Implementing the Guidance will create challenges for companies. The Guidance is also open to criticism on several grounds. For example:

  1. The practical implementation of the Guidance will be challenging. As an illustration, in order to implement the anonymous reporting system and the ‘consent requirement’ when non-anonymous reporting occurs, companies should only allow reporting via an online intake form. This is because reports via email would typically always disclose the identity of the whistleblower via the email address used to send the report, and reports via email or telephone would require additional measures to allow the collection of documented, written, consent in case the reporter wants to disclose his identity.
  2. Furthermore, it is unclear how a company should proceed if it receives a potential compliance concern via email, i.e. outside the reporting channel of the whistleblowing hotline. Is the company in this case required to follow up with the reporter in order to obtain the consent? Or, is the company then prevented from investigating the case? What if the reporter refuses the consent? If the company does not disclose the name of the whistleblower to the accused, it would violate Art. 14 GDPR. If the company discloses the name of the whistleblower to the accused, it would violate Art. 6 GDPR because the company does not have a legal basis for the disclosure, i.e. the consent of the whistleblower.

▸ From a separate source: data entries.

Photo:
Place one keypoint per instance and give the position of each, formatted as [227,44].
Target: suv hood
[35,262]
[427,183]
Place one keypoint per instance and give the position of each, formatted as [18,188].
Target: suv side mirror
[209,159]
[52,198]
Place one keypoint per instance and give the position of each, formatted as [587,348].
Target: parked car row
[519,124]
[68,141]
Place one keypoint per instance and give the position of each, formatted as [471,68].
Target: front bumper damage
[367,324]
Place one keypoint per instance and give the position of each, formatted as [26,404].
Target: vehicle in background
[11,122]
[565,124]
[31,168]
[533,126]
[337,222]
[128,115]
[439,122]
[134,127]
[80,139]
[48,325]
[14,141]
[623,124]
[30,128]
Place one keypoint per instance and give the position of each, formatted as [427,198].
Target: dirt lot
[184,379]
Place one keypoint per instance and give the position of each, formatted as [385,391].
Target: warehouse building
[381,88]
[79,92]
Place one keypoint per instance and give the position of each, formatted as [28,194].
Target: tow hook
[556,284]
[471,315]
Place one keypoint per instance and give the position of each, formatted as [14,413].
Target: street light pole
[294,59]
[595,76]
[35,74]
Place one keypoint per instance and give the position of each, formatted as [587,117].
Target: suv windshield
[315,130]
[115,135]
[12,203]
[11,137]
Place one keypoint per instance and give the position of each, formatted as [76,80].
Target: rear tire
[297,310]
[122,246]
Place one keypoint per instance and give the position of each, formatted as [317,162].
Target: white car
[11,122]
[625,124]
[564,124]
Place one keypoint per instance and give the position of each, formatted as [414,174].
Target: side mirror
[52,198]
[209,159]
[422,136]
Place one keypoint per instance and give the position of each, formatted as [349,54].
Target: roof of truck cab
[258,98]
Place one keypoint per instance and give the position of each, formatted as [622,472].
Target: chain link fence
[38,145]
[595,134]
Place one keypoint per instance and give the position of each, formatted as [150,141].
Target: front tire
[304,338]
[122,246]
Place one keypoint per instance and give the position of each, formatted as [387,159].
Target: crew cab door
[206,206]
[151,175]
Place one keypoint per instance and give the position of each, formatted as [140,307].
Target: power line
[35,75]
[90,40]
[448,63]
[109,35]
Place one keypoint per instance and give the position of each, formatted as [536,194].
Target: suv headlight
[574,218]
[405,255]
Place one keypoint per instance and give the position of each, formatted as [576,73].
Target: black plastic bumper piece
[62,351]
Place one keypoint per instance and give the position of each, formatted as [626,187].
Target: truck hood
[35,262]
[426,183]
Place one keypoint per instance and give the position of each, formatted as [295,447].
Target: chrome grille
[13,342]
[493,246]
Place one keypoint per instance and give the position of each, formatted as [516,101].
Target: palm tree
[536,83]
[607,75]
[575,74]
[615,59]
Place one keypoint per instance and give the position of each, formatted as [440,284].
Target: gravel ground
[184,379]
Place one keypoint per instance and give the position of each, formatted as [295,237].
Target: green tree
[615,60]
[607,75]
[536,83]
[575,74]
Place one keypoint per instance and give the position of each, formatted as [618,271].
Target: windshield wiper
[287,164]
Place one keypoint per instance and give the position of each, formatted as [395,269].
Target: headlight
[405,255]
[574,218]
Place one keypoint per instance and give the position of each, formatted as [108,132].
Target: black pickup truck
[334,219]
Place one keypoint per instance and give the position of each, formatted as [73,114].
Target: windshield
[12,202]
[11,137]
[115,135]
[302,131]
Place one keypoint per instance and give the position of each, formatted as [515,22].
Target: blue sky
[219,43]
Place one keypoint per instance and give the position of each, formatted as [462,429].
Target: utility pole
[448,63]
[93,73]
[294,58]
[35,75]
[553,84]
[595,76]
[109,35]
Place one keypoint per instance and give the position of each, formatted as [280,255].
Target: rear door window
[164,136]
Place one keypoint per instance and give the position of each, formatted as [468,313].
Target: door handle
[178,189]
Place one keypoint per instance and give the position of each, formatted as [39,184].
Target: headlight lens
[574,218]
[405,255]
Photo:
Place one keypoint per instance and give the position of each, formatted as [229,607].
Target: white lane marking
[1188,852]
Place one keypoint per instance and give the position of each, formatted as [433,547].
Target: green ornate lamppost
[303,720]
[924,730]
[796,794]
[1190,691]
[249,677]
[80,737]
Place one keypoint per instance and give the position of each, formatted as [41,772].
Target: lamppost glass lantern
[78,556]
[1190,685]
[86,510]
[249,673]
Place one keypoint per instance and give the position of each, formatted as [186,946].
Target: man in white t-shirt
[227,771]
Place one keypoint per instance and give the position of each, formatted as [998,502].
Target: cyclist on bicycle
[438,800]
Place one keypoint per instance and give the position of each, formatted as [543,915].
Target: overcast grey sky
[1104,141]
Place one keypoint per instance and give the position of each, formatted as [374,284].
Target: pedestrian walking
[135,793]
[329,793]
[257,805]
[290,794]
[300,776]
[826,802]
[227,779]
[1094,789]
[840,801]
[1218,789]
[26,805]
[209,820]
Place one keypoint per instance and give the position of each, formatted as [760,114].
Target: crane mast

  3. It is unclear why the German DPAs did not further elaborate on their interpretation of Art. 14(f) GDPR. Why do they interpret “information about the source from which the personal data originated” as providing the identity of the source? Wouldn’t it be sufficient to disclose the name as “a reporter who contacted the whistleblowing hotline” or “another employee”?
  4. Another concern is why the German DPAs do not discuss exceptions. For example, Art. 14(5)(b) GDPR provides an exception if the provision of such information proves impossible, in particular in so far as the disclosure requirements are likely to render impossible or seriously impair the achievement of the processing’s objective. One could argue that, without confidentiality, internal misconduct will not be reported as employees fear retaliation. Another exception could be provided by Sec. 29 of the German Federal Data Protection Act. This provides that the information obligation of Art. 14 GDPR shall not apply as far as this would require the disclosure of information which, by its nature, must be kept secret, in particular because of overriding legitimate interests of a third party. One could argue that the whistleblower has an overriding legitimate interest that his identity not be disclosed.
  5. Why did the German DPAs not liaise with the other European data protection authorities on this issue, in light of Art. 60 and 63 GDPR and the overall objective of the GDPR to harmonize the application of data privacy laws in Europe?

Compliance with the new Guidance will thus pose practical challenges. It remains to be seen whether the European Data Protection Board will shortly pick up on this issue, and whether European-wide guidelines which also consider the practical implementation of these provisions will be released.